At SINTEF, our expertise involves developing accurate numerical simulators to assess UHS feasibility and gain insights into the essential physical processes within storage sites, enhancing effective project development and implementation. The simulators are calibrated by extensive and advanced laboratory experiments on representative rock cores. Accurate simulation of influencing factors within storage sites is crucial for successful UHS projects. However, simulating underground hydrogen storage presents unique challenges due to the specific characteristics of hydrogen – a highly reactive and low-density gas with distinct behavior resulting from its small molecular size and rapid diffusion properties. Furthermore, the wide range of temperatures and pressures expected for efficient storage necessitates the use of complex thermodynamic models. Hydrogen's high mobility through rock formation materials also requires specialized attention to containment and sealing strategies. Therefore, long-term exposure of different rock formations to hydrogen are performed with analysis of exposure effect on petrophysical and mechanical properties.

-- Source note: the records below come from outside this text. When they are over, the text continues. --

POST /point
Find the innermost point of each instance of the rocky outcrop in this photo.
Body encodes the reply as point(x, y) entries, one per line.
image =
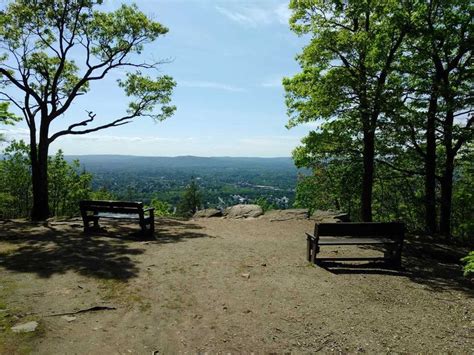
point(329, 216)
point(286, 215)
point(243, 211)
point(208, 213)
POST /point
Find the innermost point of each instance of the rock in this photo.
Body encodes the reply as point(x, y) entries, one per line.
point(25, 327)
point(285, 215)
point(243, 211)
point(208, 213)
point(329, 216)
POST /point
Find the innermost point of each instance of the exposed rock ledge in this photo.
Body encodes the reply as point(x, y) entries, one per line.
point(252, 211)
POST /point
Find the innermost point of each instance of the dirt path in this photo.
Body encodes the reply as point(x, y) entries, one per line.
point(216, 285)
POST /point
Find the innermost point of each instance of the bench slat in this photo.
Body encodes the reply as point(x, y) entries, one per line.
point(110, 209)
point(352, 259)
point(103, 203)
point(357, 230)
point(92, 211)
point(355, 241)
point(390, 235)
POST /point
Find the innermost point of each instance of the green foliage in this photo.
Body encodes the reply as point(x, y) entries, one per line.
point(67, 184)
point(15, 181)
point(162, 208)
point(51, 51)
point(265, 204)
point(381, 68)
point(103, 194)
point(191, 200)
point(469, 261)
point(333, 186)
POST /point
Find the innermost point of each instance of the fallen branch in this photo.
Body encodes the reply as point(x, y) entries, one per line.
point(91, 309)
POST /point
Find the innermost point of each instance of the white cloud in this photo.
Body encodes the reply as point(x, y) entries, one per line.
point(283, 13)
point(210, 85)
point(272, 83)
point(253, 16)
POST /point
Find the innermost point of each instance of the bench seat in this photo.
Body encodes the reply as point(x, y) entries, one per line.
point(92, 211)
point(390, 235)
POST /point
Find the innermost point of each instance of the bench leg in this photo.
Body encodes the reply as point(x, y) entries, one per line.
point(308, 248)
point(393, 256)
point(87, 227)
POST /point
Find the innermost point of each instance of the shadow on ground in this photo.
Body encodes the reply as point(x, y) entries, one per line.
point(58, 247)
point(173, 231)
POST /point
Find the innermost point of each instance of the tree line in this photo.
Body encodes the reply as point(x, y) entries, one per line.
point(389, 84)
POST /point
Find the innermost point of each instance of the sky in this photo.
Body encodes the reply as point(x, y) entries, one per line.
point(228, 59)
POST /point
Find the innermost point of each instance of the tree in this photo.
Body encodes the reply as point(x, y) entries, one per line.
point(347, 69)
point(41, 76)
point(15, 181)
point(191, 200)
point(67, 183)
point(437, 71)
point(6, 117)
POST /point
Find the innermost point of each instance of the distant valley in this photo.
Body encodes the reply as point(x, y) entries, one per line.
point(222, 180)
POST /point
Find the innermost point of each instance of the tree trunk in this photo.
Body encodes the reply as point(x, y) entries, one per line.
point(446, 198)
point(40, 211)
point(447, 178)
point(430, 164)
point(39, 165)
point(368, 175)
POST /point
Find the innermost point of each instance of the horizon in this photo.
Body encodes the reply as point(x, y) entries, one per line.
point(228, 59)
point(176, 156)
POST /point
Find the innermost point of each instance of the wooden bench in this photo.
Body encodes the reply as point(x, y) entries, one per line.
point(388, 235)
point(92, 211)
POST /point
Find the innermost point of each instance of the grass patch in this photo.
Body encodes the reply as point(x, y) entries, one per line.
point(119, 291)
point(10, 342)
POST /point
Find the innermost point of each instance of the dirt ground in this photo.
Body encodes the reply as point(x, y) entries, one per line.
point(220, 286)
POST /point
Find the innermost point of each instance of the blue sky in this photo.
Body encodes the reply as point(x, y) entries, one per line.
point(228, 59)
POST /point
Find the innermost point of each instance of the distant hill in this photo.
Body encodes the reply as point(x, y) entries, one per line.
point(222, 180)
point(119, 162)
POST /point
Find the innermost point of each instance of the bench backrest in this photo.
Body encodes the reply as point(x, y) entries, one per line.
point(127, 207)
point(393, 230)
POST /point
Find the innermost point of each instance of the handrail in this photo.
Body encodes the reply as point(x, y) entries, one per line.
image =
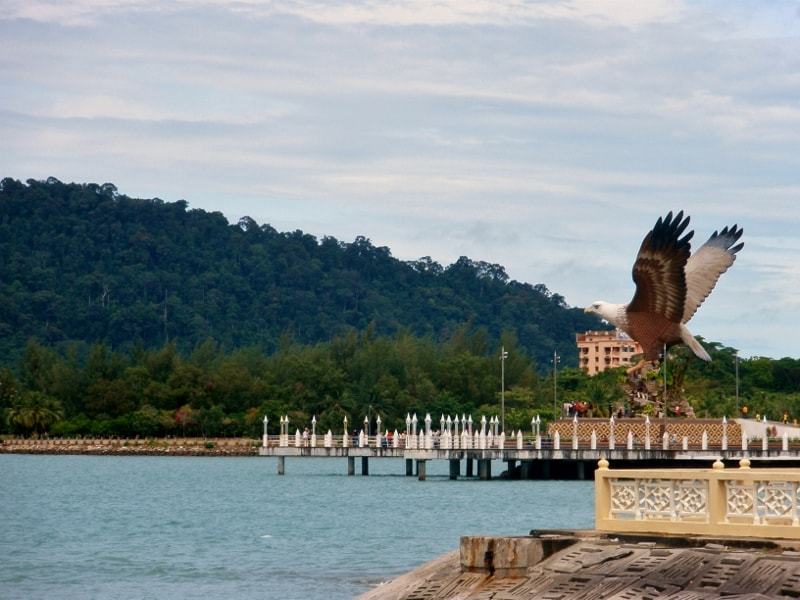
point(739, 502)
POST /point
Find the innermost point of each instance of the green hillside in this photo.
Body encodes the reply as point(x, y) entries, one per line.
point(81, 262)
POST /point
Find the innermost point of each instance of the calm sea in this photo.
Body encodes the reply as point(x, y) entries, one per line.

Our multidisciplinary group consists of researchers with expertise in Reservoir Modeling and Simulation, transport-related and thermodynamic modeling, and open-source development, making us well-suited for the development of simulation tools and optimization routines for subsurface flow processes involving a mixture of gases. We utilize open-source software to develop innovative solutions, offering our clients advantages in designing new systems and experimenting with operational strategies.

What we offer:

  • Model prototyping and validation for underground gas storage modeling and simulations,
  • Supporting laboratory hydrogen exposure tests in core flooding equipment,
  • Laboratory evaluation of exposure effects on core samples such as porosity, strength and stiffness changes to calibrate input to models,
  • Simulation tools for phase equilibria, transport, and thermodynamic properties of gas mixtures,
  • Development of robust and efficient optimization routines for designing and optimizing operational strategies.